Yaşam dinamiklerini sürekli sürgün halinde oluşturan Yahudiliğin kuralları, tepeden tırnağa sürgün olmanın yarattığı bir mantıkla ve savunma psikolojisiyle geliştirilmiştir:

Yasakçı, tekelci, dışlayıcı, yabancılaştırıcı, vs.

Bu mantıkla oluşturulan bütün seremoniler ve kurallar bizzat Tanrı tarafından lanetlenmektedir.
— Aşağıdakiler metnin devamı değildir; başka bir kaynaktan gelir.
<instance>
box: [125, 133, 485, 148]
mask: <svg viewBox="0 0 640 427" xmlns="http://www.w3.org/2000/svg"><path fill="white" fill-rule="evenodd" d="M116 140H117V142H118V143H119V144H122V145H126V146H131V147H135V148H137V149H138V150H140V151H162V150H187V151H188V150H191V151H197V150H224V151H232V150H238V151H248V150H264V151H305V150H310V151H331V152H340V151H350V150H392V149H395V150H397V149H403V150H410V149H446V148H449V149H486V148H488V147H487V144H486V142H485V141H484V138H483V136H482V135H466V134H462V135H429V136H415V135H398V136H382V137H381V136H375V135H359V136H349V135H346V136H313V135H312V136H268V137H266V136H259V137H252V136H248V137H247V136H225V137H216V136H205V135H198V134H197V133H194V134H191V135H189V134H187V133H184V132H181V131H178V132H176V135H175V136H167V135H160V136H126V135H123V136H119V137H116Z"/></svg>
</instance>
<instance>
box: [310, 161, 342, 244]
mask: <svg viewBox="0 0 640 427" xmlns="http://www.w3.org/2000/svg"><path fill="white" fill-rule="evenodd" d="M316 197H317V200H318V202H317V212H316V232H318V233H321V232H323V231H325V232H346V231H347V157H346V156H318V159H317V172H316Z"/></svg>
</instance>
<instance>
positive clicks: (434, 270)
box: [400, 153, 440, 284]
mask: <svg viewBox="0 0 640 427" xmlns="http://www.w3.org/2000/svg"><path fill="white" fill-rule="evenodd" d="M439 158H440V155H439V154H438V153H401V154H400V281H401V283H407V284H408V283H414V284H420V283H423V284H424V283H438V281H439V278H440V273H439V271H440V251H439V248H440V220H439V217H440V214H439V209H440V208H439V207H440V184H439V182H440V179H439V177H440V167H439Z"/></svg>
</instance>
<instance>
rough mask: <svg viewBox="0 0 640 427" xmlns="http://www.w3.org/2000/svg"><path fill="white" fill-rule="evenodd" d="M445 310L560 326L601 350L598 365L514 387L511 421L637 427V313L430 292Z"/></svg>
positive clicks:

Şehir hayatına geçtikten sonra da bu alışkanlığı devam ettiren Yahudi kültürü, kendisi dışındakilere hayatı dar etmiş, yaptıklarına karşılık da başka kudretlerin eliyle cezalandırılmak suretiyle döngüsel bir cezalandırmanın hem aktörleri hem de kurbanları haline gelmişlerdir.

Din’in en temel unsurunu tekelleştirmeyle başlayan bir sapmadır bu.

Yahudilere sorarsanız,

Tanrı kimin Tanrısıdır?

Alacağınız cevap:

“Tabiî ki, Yahudilerin Tanrısıdır,” şeklinde olacaktır.

Kabile mantığının bu kabule sindiği görülecektir. Tanrı, bir parti başkanı gibi, sadece kendilerine ait, sadece kendilerini korumakta ve diğer milletlere düşmanlık etmektedir.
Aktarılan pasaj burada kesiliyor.